The process here is taken from an eBook for a Year 9 group. Students will be researching the social and historical context of WW1 poetry and they’ll record their findings in a pdf version of this workbook in Showbie or Notability.
Step 1: Give the students a reason to buy into the research process
Start by giving students a reason to buy into the research process so they can see the value in high-quality research. This idea is taken loosely from the ‘so that…’ form of lesson objective as it highlights a sense of purpose. The aim with this starter is to get students thinking about the role of context when they interpret literature so that they can appreciate that literature isn’t just created in a vacuum. Once they understand the reason for exploring social and historical context, they’re more likely to engage with the research process.

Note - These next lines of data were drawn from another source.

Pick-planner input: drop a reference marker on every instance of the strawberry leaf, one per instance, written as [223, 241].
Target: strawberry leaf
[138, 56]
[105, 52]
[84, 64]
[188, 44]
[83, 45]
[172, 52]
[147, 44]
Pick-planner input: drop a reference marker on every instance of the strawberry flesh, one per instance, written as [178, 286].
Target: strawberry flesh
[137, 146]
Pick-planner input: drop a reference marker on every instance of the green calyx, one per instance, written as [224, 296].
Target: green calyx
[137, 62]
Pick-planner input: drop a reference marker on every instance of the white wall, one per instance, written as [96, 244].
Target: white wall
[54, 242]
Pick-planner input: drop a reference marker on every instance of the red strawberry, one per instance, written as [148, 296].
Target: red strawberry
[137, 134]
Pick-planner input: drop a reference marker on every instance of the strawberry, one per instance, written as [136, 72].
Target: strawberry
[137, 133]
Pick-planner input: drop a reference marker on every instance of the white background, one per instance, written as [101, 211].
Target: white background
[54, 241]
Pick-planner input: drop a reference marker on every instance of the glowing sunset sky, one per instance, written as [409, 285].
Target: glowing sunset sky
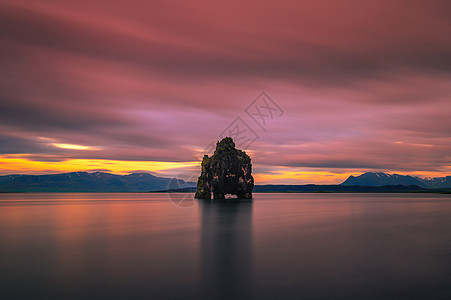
[134, 85]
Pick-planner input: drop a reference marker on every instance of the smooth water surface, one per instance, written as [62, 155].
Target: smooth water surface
[278, 246]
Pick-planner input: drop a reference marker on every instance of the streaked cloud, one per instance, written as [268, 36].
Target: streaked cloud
[365, 85]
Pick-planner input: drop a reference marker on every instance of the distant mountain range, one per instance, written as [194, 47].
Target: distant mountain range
[381, 179]
[144, 182]
[89, 182]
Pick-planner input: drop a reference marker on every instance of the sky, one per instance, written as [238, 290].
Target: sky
[323, 89]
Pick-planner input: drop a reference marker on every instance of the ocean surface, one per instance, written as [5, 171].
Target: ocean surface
[278, 246]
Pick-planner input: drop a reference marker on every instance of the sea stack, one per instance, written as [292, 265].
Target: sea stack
[227, 171]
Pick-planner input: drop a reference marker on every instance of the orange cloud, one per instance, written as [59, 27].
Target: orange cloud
[16, 165]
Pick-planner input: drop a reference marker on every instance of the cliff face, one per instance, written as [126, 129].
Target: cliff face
[227, 171]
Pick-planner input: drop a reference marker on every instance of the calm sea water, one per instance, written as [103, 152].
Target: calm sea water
[278, 246]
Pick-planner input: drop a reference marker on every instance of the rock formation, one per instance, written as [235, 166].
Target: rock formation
[227, 171]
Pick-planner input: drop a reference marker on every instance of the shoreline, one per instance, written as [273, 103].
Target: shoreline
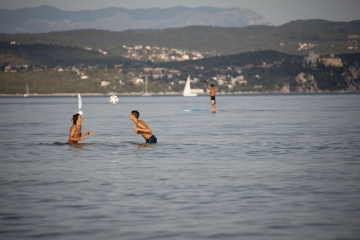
[163, 94]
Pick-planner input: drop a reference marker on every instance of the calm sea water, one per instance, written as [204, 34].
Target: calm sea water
[262, 167]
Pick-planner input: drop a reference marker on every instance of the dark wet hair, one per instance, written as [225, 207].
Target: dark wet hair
[75, 117]
[135, 113]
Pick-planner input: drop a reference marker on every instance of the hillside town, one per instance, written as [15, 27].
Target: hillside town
[228, 76]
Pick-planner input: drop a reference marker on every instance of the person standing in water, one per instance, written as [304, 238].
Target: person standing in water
[212, 98]
[142, 128]
[75, 134]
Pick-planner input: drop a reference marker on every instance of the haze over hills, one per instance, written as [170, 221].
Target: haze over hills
[298, 37]
[47, 19]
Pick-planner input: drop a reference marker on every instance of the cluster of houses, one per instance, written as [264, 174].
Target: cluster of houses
[312, 59]
[153, 53]
[306, 46]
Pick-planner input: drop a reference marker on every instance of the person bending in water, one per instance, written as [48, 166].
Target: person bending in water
[142, 128]
[75, 134]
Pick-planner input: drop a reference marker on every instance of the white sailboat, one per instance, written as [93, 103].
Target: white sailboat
[146, 93]
[27, 91]
[80, 104]
[187, 90]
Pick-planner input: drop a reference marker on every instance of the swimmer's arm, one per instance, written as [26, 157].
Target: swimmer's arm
[71, 135]
[87, 133]
[142, 128]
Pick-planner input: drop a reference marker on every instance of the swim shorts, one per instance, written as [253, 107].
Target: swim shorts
[152, 139]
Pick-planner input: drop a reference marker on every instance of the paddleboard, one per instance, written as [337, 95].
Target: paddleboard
[194, 110]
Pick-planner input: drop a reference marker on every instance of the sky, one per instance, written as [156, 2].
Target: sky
[276, 11]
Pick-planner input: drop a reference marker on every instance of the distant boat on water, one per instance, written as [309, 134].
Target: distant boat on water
[27, 91]
[187, 90]
[146, 93]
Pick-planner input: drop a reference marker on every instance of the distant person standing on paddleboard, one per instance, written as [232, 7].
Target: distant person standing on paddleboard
[212, 98]
[75, 134]
[142, 128]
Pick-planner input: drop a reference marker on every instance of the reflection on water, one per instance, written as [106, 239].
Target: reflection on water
[262, 167]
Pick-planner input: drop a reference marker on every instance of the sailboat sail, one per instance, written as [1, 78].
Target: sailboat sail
[187, 90]
[146, 93]
[80, 104]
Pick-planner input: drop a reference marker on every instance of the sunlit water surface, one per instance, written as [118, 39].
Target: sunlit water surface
[262, 167]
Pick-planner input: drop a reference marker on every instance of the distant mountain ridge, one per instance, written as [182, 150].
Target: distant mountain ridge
[48, 19]
[298, 37]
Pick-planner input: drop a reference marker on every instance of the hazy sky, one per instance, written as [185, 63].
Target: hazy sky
[276, 11]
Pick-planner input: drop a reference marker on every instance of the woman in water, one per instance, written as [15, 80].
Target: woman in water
[75, 134]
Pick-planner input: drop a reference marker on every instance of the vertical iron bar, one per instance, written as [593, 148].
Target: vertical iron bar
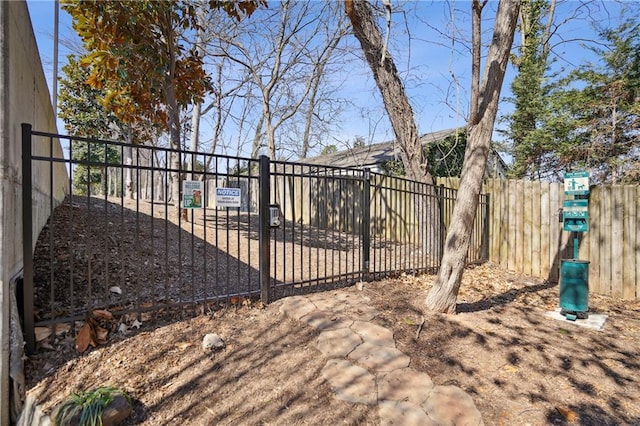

Step 2: Address misconceptions and outline success criteria
Most teachers are aware of the common mistakes that occur during research tasks (copy and paste, lack of relevance, potentially unreliable information) but unless students can see why these mistakes are a problem, they’re unlikely to fix it. Whilst copy and paste is usually a simple issue of laziness, if students know that their own lack of clarity and understanding will stop them achieving as well as they could, they are likely to make changes to their study habits.
Another key focus is vocabulary. In a very genuine attempt to sound academic, students may keep in advanced vocabulary they’ve found online, but don’t always understand. Their notes may sound clever, but will be functionally useless to them in 3 weeks time as the language is inaccessible to them. They’re much better making simple notes and compiling a word bank for reference.
With any other task we outline success criteria and research tasks should be no different. Just because many of our students are functionally very capable with their technological use, it doesn’t mean they always understand how to critically approach texts.
Step 3: Outline the research process
At this point some students will know exactly what they need to do but others might like the security of step-by-step instructions. I usually reinforce the idea that vague/generic search terms will yield vague/generic results so in order to avoid wading through loads of irrelevant information, it’s essential to get them right. For weaker students, there are prompts to help them select the most appropriate reading strategy.
Step 4: Exploring and researching
At this point students are conducting independent research. To help them structure their notes a range of graphic organisers might be useful. As a rough rule, I try to offer 2-3 with the option of an extension for the more able (in this case a ‘think it forward’ exercise to generate questions for later study). Students can select the graphic organiser that works for them. Usually if a student has a particular preference that I’ve not suggested, they can do it their way as long as they can verbally justify to me why it’s a good approach. If we’re looking at personalised learning, then allowing students flexibility in their note-taking approach can give great results as they’re working in a way that suits them – but within a scaffold that allows them to achieve the objectives.
When students are doing research, they’re likely to meet unfamiliar vocabulary. It may be specialist terms or simply more advanced vocabulary than they are used to. A simple vocabulary mat allows them to use the words that they may have previously copied and pasted without understanding whilst ensuring that they understand their new words. It acts as a great point of reference for future pieces of work so they can apply their new vocabulary throughout the topic.
Step 6: Consolidate knowledge and push thinking forward
Giving students a short amount of time to share ideas with people beyond their table allows for them to take pride in their new knowledge – especially if you say you’re listening out for confident, academic expression. It also gives them an opportunity to try out voicing ideas so that they can feel more confident during whole class feedback. For students who think they’re finished, a ‘push your thinking’ box allows them to explore a range of open ended thinking prompts related to the topic – in this case the events surrounding WW1 and the literature of WW1. They can select any of the information they’ve researched in the lesson as the springboard for big-picture thinking. E.g. By exploring what would happen if WW1 happened today, they would be able to appreciate how contextual factors shape events and interpretations, leading them back to the idea that literature is always rooted in social and historical events.
Step 7: Review learning in your plenary of choice.
I quite like using an open ended question for this, so might use the Socrative app to answer the question “How might today’s learning help me approach a war poem?”
This is only one walk-through that I use with students and is easily customisable for different groups, abilities, ages, subjects etc. The idea could easily be applied to an A3 research sheet as well as a flowchart displayed in a classroom. The main aim is to clearly articulate the need for high-quality research so that students get the same diet of research skills and digital literacy in all classrooms.